Bonus points for playing MegaTF
MegaTF was a blight upon the awesomeness that was stock Q1TF.
"Old man yells at systemd"
Of course the red team die first, it is an established scientific fact that wearing red shirts significantly shortens your life expectancy.
The Blue Door is in the middle; the Red door is on the right side of the screen. When teams are unbalanced, one door is locked. When teams are balanced, the player chooses between the door in the middle of the screen, or the one to the right. The result? A significant number of players pick the middle door more often, leading to a Blue power play.

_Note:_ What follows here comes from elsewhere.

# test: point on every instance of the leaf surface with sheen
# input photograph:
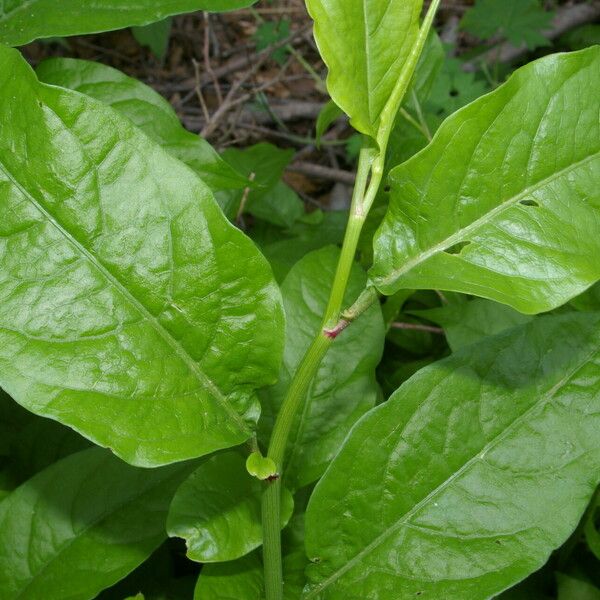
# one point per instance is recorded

How to test this hypothesis? Randomize the color of the two doors each time, and see if the advantage evens out.
AhAhhh, the days of getting pwned by LPBs with ISDN.
Chernobyl 'not a wildlife haven' - BBC News
Or, you could just change wikipedia so the definitions are swapped. Then you would have been right in the first place.
It's because Blue are the aggressors on maps that aren't symmetrical. Attacking is easier than defending so... As far as symmetrical maps go... who knows? Maybe red shirts are easier to pick out from the background.
I just want to know if Valve ever intends on releasing new maps for the 360? I play TF2 so much that I'd be willing to even pay for the new maps!
Look at the stats again. On dustbowl and gravelpit, red, the defenders, wins most of the time.